Candidate’s objectives:

After completing this reading you should be able to:

- Describe the basic steps to conduct a Monte Carlo simulation.
- Describe ways to reduce Monte Carlo sampling error.
- Explain how to use antithetic variate technique to reduce Monte Carlo sampling error.
- Explain how to use control variates to reduce Monte Carlo sampling error and when it is effective.
- Describe the benefits of reusing sets of random number draws across Monte Carlo experiments and how to reuse them.
- Describe the bootstrapping method and its advantage over Monte Carlo simulation.
- Describe the pseudo-random number generation method and how a good simulation design alleviates the effects the choice of the seed has on the properties of the generated series.
- Describe situations where the bootstrapping method is ineffective.
- Describe disadvantages of the simulation approach to financial problem solving.

## Monte Carlo Simulations

The analysis of properties and characteristics of various interesting statistics calls for the application of simulation studies. In econometrics, the technique comes in handy in case a particular estimation method is unknown.

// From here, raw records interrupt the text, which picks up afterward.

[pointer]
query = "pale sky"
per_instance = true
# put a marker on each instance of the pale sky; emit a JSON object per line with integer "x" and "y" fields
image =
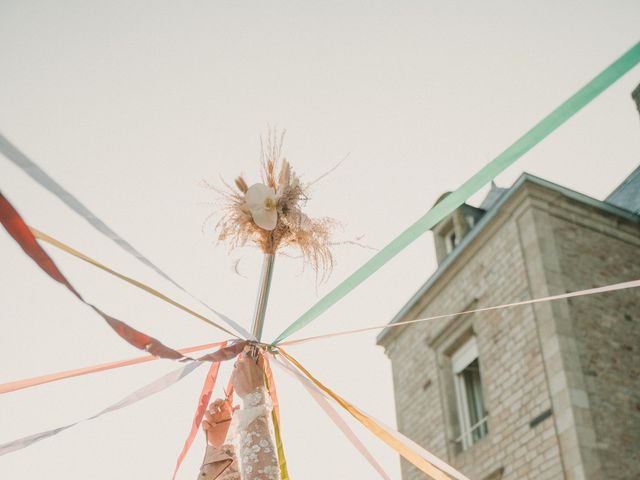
{"x": 130, "y": 104}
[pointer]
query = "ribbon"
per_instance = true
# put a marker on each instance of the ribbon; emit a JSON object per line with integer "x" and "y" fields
{"x": 54, "y": 377}
{"x": 158, "y": 385}
{"x": 67, "y": 249}
{"x": 41, "y": 177}
{"x": 525, "y": 143}
{"x": 203, "y": 402}
{"x": 275, "y": 417}
{"x": 319, "y": 398}
{"x": 16, "y": 227}
{"x": 421, "y": 458}
{"x": 580, "y": 293}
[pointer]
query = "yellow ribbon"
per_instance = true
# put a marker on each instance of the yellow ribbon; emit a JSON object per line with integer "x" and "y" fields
{"x": 373, "y": 427}
{"x": 66, "y": 248}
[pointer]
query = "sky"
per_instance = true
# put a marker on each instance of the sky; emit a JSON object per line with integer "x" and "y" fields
{"x": 130, "y": 105}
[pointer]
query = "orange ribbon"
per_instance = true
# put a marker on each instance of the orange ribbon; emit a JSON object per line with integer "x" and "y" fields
{"x": 275, "y": 417}
{"x": 379, "y": 431}
{"x": 203, "y": 402}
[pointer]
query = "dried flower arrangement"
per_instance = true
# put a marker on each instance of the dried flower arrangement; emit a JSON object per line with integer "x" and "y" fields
{"x": 269, "y": 214}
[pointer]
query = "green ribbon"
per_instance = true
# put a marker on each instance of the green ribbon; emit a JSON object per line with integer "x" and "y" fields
{"x": 525, "y": 143}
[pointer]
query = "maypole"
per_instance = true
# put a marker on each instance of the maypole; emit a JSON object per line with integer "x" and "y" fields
{"x": 264, "y": 286}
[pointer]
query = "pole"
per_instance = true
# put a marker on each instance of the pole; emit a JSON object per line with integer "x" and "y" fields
{"x": 263, "y": 295}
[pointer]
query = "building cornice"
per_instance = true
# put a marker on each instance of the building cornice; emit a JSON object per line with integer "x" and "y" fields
{"x": 507, "y": 198}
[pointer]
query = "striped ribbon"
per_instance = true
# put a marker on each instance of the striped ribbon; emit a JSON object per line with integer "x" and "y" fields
{"x": 85, "y": 258}
{"x": 203, "y": 402}
{"x": 275, "y": 418}
{"x": 28, "y": 166}
{"x": 525, "y": 143}
{"x": 580, "y": 293}
{"x": 18, "y": 229}
{"x": 157, "y": 386}
{"x": 78, "y": 372}
{"x": 418, "y": 456}
{"x": 319, "y": 398}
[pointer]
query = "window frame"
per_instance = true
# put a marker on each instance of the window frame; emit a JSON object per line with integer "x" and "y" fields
{"x": 465, "y": 355}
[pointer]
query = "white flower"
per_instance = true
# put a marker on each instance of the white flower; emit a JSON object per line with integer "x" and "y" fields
{"x": 262, "y": 202}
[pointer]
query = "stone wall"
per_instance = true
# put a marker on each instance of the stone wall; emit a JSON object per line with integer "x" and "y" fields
{"x": 600, "y": 251}
{"x": 578, "y": 359}
{"x": 490, "y": 271}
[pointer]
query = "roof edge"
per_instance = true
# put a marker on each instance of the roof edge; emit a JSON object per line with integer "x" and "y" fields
{"x": 487, "y": 218}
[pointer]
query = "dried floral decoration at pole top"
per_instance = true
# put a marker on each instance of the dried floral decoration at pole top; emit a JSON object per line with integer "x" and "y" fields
{"x": 270, "y": 214}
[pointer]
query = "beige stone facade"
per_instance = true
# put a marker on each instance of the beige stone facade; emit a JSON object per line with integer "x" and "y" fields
{"x": 560, "y": 380}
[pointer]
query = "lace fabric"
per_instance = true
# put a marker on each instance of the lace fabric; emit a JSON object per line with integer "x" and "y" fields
{"x": 258, "y": 456}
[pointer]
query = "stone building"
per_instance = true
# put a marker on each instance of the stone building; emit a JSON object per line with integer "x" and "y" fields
{"x": 545, "y": 391}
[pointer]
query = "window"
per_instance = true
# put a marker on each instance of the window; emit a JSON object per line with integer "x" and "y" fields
{"x": 450, "y": 241}
{"x": 471, "y": 221}
{"x": 468, "y": 389}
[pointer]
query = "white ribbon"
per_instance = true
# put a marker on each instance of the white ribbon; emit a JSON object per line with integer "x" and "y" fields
{"x": 40, "y": 176}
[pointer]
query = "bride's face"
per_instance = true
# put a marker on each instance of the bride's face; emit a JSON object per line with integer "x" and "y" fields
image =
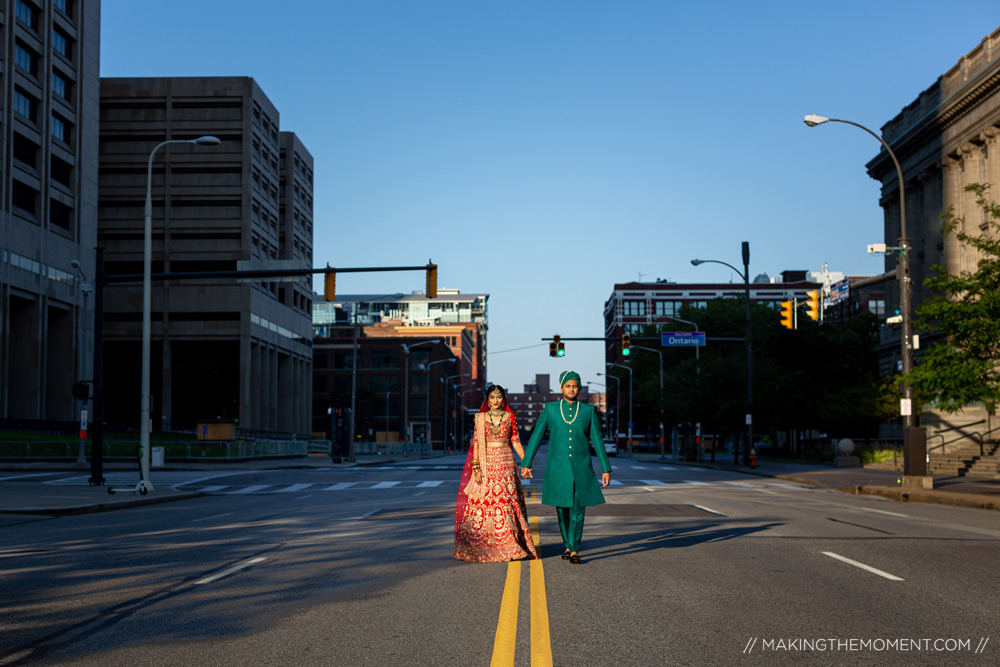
{"x": 496, "y": 400}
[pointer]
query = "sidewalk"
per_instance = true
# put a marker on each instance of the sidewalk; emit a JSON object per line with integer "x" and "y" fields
{"x": 958, "y": 491}
{"x": 20, "y": 495}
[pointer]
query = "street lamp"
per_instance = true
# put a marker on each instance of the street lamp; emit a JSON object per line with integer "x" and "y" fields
{"x": 406, "y": 386}
{"x": 147, "y": 254}
{"x": 906, "y": 344}
{"x": 749, "y": 342}
{"x": 427, "y": 405}
{"x": 628, "y": 447}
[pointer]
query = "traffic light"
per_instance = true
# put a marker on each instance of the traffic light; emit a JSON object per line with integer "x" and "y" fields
{"x": 431, "y": 280}
{"x": 788, "y": 314}
{"x": 812, "y": 305}
{"x": 330, "y": 285}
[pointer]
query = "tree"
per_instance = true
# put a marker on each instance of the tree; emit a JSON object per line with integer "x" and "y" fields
{"x": 962, "y": 369}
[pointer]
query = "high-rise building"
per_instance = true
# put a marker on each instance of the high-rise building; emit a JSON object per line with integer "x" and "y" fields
{"x": 48, "y": 203}
{"x": 221, "y": 349}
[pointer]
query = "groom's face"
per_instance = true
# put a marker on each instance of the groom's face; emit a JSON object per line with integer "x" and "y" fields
{"x": 570, "y": 390}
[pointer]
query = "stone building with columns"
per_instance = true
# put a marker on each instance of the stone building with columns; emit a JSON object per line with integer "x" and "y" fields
{"x": 945, "y": 139}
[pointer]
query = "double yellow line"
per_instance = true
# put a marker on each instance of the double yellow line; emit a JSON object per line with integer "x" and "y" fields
{"x": 504, "y": 642}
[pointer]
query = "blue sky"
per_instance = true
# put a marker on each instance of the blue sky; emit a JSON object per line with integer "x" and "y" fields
{"x": 543, "y": 151}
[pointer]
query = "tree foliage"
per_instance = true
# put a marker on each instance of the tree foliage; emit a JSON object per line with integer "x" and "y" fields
{"x": 962, "y": 369}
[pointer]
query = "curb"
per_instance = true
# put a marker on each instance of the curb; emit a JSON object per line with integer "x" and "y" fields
{"x": 101, "y": 507}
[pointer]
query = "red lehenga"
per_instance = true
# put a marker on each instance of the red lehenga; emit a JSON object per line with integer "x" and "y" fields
{"x": 491, "y": 521}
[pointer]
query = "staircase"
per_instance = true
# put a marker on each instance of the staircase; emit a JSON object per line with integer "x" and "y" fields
{"x": 966, "y": 461}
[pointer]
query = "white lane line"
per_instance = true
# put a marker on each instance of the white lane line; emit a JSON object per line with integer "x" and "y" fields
{"x": 867, "y": 568}
{"x": 868, "y": 509}
{"x": 340, "y": 486}
{"x": 293, "y": 488}
{"x": 34, "y": 474}
{"x": 237, "y": 568}
{"x": 250, "y": 489}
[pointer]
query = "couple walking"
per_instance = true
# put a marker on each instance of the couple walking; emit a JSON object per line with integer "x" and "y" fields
{"x": 491, "y": 522}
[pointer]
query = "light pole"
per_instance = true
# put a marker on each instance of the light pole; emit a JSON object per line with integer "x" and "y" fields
{"x": 427, "y": 406}
{"x": 749, "y": 341}
{"x": 660, "y": 354}
{"x": 905, "y": 304}
{"x": 444, "y": 420}
{"x": 405, "y": 435}
{"x": 628, "y": 446}
{"x": 147, "y": 261}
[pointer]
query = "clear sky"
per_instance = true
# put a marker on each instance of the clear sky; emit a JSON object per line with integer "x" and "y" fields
{"x": 541, "y": 151}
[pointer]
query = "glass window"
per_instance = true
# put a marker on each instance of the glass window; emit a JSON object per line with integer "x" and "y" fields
{"x": 634, "y": 308}
{"x": 24, "y": 59}
{"x": 24, "y": 105}
{"x": 26, "y": 13}
{"x": 667, "y": 308}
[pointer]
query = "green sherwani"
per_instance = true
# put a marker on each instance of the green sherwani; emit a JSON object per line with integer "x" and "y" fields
{"x": 569, "y": 473}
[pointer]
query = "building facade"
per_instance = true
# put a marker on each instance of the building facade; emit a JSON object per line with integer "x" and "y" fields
{"x": 222, "y": 349}
{"x": 48, "y": 204}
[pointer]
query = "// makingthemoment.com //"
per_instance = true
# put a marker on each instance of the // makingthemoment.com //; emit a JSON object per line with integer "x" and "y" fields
{"x": 857, "y": 645}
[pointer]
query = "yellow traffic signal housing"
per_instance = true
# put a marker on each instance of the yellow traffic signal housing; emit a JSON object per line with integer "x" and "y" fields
{"x": 330, "y": 286}
{"x": 812, "y": 305}
{"x": 788, "y": 314}
{"x": 431, "y": 281}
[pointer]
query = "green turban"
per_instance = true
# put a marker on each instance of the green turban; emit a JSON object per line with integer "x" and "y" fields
{"x": 566, "y": 376}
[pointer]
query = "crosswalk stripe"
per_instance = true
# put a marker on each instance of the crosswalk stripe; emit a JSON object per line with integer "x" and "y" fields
{"x": 293, "y": 488}
{"x": 250, "y": 489}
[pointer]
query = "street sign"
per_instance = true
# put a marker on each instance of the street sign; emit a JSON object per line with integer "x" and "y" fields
{"x": 682, "y": 339}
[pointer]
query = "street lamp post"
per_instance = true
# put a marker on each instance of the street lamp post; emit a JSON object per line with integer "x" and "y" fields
{"x": 147, "y": 254}
{"x": 405, "y": 435}
{"x": 628, "y": 446}
{"x": 660, "y": 354}
{"x": 749, "y": 343}
{"x": 428, "y": 443}
{"x": 905, "y": 302}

The following are some of the areas in econometrics where simulations are probably applicable:

- Quantification of the simultaneous equation bias which is induced when an endogenous variable is considered exogenous.
- When a Dickery-Fuller test’s appropriate critical values are being determined.
- When the impact of heteroskedasticity on an autocorrelation test’s size and power is being determined.

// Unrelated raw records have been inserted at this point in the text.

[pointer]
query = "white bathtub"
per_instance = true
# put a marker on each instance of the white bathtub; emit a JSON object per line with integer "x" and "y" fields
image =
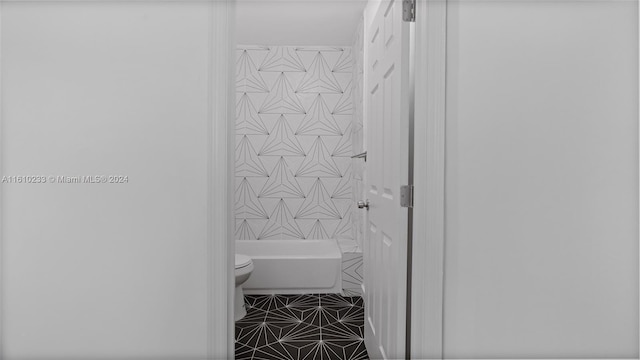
{"x": 292, "y": 266}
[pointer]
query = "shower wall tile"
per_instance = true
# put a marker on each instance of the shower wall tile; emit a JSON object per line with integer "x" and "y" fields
{"x": 294, "y": 126}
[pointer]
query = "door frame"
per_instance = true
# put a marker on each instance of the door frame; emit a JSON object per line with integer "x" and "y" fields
{"x": 428, "y": 245}
{"x": 220, "y": 150}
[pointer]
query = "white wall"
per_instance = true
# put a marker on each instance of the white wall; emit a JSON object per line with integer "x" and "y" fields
{"x": 106, "y": 270}
{"x": 542, "y": 180}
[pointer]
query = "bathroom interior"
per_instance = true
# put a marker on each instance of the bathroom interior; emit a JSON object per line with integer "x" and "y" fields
{"x": 299, "y": 173}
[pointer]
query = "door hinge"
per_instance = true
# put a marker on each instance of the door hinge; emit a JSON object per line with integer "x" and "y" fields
{"x": 406, "y": 196}
{"x": 409, "y": 10}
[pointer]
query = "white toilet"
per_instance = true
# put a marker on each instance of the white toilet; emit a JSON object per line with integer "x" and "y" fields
{"x": 244, "y": 267}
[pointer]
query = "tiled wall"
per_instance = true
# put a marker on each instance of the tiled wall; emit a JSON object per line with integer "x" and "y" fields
{"x": 294, "y": 132}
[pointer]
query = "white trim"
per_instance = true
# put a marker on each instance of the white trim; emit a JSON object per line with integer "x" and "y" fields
{"x": 221, "y": 114}
{"x": 2, "y": 282}
{"x": 429, "y": 177}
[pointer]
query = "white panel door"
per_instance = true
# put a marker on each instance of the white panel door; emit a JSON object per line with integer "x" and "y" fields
{"x": 387, "y": 169}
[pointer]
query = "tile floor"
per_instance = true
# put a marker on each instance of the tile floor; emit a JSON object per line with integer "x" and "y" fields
{"x": 301, "y": 327}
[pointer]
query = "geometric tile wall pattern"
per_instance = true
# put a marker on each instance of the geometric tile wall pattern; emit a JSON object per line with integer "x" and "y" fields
{"x": 294, "y": 134}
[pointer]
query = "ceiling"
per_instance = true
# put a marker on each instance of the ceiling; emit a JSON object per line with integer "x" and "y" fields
{"x": 297, "y": 22}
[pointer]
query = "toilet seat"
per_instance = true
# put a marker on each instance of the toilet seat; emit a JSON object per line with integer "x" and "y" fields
{"x": 242, "y": 261}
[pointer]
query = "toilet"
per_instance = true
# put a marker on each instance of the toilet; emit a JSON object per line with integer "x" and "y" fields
{"x": 244, "y": 267}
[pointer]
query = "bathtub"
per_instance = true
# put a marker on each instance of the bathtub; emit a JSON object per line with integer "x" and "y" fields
{"x": 292, "y": 266}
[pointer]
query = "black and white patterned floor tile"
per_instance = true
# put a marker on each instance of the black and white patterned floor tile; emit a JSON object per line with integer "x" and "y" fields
{"x": 301, "y": 327}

In finance, the application of simulations include:

- Where exotic options are priced.
- When the impacts of variations in the macroeconomic environment are being determined.
- When risk management models are undergoing stress-testing.

In this regard, we are going to study how a Monte Carlo simulation can be conducted. We follow the following steps:

- First, the data is generated with respect to the desired data generating process. The errors will be drawn from some specified distribution.
- Next, the test statistic is computed after conducting the regression.
- Then the test statistic is saved, (this can include any parameter of interest).
- Conduct the first step \(N\) times.

This quantity \(N\) will denote the number of replications. It is advisable that it should be large and feasible. Applying a few replications increases the sensitivity of the results to odd combinations of random number draws.

## Techniques of Reducing Variance

Let \({ x }_{ i }\) denote the value of the parameter of interest for replication \(i\). It is almost certain that we will obtain different average values of \(x\) by either computing the average value of the said parameter of interest or undertake an exactly similar study only this time to apply different sets of random draws. The following is an equation, \({ S }_{ X }\), for the standard error estimate applied in the evaluation of the sampling variation in a Monte Carlo study:

$$ { S }_{ X }=\sqrt { \frac { var\left( X \right) }{ N } } $$

The estimates of the quantities of interest over the \(N\) replications have a variance denoted as \(var\left( X \right)\). \(N\) should be set at an unfeasibly high level for an acceptable accuracy to be achieved.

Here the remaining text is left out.